Trick or Treat

 

In 5 days, millions of children around the country (and some places of the world) will be jacked up on sugar and go to bed having imbibed in entirely too much and wake up in the middle of the night throwing up or moaning with a tummy ache. Otherwise known as trick-or-treating.

According to wikipedia, trick-or-treating began as guising in Scotland in 1895. This was the tradition of masqueraders in disguise carrying lanterns made out of scooped out turnips, visiting homes to be rewarded with cakes, fruit and money. This is also when the tradition of “this house” blows began, because who wants fruit?

The official term of trick-or-treat began somewhere around the 1920s or 30s, but was heavily stalled during the years of World War II when sugar was rationed. This was the era of much calmer children because soda was probably rationed too.

So trick-or-treating didn’t really come into full swing in North America until the 1950s when those darn kids probably listened to rock-n-roll at the same time. I think this is probably when parents started digging into their kids’ stash simply saying “that music is too loud” and not being able to really do anything about the music’s evolution but took their candy out of frustration.
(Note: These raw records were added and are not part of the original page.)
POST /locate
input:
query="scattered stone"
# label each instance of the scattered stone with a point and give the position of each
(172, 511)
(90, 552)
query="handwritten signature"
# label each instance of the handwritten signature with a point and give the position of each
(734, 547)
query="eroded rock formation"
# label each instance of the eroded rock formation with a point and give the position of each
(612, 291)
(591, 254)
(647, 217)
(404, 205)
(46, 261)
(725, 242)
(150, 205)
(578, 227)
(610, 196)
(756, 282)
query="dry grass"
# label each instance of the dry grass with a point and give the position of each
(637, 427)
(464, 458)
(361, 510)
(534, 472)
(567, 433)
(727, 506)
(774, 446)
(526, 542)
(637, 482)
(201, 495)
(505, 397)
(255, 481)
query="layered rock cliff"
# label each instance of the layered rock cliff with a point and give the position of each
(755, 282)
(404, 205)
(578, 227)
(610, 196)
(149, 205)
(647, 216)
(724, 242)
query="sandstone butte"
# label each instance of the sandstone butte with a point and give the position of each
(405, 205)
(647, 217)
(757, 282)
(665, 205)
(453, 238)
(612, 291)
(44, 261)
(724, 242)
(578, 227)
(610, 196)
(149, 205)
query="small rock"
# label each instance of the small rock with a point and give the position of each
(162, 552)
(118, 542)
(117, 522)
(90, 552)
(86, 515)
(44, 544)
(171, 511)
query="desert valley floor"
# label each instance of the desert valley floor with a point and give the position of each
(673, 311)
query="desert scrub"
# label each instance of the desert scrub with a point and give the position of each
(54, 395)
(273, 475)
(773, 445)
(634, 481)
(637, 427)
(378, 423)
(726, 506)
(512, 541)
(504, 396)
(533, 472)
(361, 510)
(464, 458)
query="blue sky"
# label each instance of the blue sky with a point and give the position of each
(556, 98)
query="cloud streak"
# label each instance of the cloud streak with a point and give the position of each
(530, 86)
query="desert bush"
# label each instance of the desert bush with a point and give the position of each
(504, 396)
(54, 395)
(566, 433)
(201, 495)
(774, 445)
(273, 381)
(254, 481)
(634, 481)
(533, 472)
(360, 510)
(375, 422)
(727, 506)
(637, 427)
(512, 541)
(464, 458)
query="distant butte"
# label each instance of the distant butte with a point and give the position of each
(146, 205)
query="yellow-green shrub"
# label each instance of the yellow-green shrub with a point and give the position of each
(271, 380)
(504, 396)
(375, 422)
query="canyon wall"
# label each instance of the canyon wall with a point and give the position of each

Halloween and trick-or-treating really came into its own in 1968, when the Mars Company first introduced the fun-sized candy bar. Finally, none of that lollipop crap, the holiday was now where it was supposed to be: overrun by chocolate! Now your neighbors on the block could be properly rated by the brand they chose to distribute. M & M’s, Snickers, even Kit Kat, meant that you would be sure to get their morning paper right on the doorstep. And in later years you knew who to ask if they needed their lawn mowed: their choice of candy gave a hint as to their disposable income.

So this week all of the candy manufacturers are drinking and smoking cigars; this is one holiday that will not be affected by the economy. People will buy way too much candy and children will barf it all up.